8巻目にして、五賢帝時代にたどりついた。ふうーっ、って読者の方がため息をつきたくなる気の長さである。これはライフワークというよりも死ぬまでに終わるのか? という気がする。

で、例によって粘液質の文章で指導者の資質が分析される。この人はやっぱりカエサルしかいないようで、だからこのシリーズもカエサルをめぐる2巻が圧倒的に面白い。まあ、国が大変なときにどう処するか、みたいな「プレジデント」誌的な読み方をする人も多いのだろうが、日本の指導者層の底の浅さを露呈するようなもんだよなあ、管理職の歴史好きってのは。

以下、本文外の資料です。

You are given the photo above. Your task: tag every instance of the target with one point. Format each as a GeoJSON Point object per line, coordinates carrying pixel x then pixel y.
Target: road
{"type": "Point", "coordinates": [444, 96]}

ふと思ったのだが、なんか梅原猛に似ていないか? 小説的だが小説ではなく、しかし勉強量と仮説構築力と人間的想像力(とくに性悪説的な)でまさろうとする姿勢と、強烈な自信において。塩野七生は専門家からは異端とされ(あるいは無視され)ているということはないのだろうか。梅原猛は学界ではほとんど四面楚歌だったけれども。

ちなみに「ローマ人の物語」のガイドブック(書名が長い。『塩野七生『ローマ人の物語』の旅 コンプリート・ガイドブック』)も刊行された。ほとんどは新潮社の編集者が書いたのだと思うが(クレジットがない)、下手な著者よりもずっと気が利いている。このシリーズでの地図や図版への気配りを見てみれば、一級の本づくりがどういうことかが、よくわかる。

『森を抜ける道』
コリン・デクスター、大庭忠男=訳、ハヤカワ文庫

北欧の美人女子大生の失踪、と聞いたらやっぱり色恋関連を考えますわなあ。「フリーセックス」が死語になったとしても。今度は「スウェーデンの乙女」という詩の謎解きである。新聞紙上で読者が(いつものモースの代わりに)いろんな説を披露してくれるわけで、いかにも衒学的にして暗号っぽく、なかなか楽しい。また、モース警部にも春がやってきそうな気配。なんか、支離滅裂な感想だが、もともとデクスターのモース警部シリーズには解説は不要なんである。

あとはオースティンを読み、いつもの「指環」の代わりにブルックナーの8番を聞き、ソールズベリーの大聖堂に思いを馳せよう。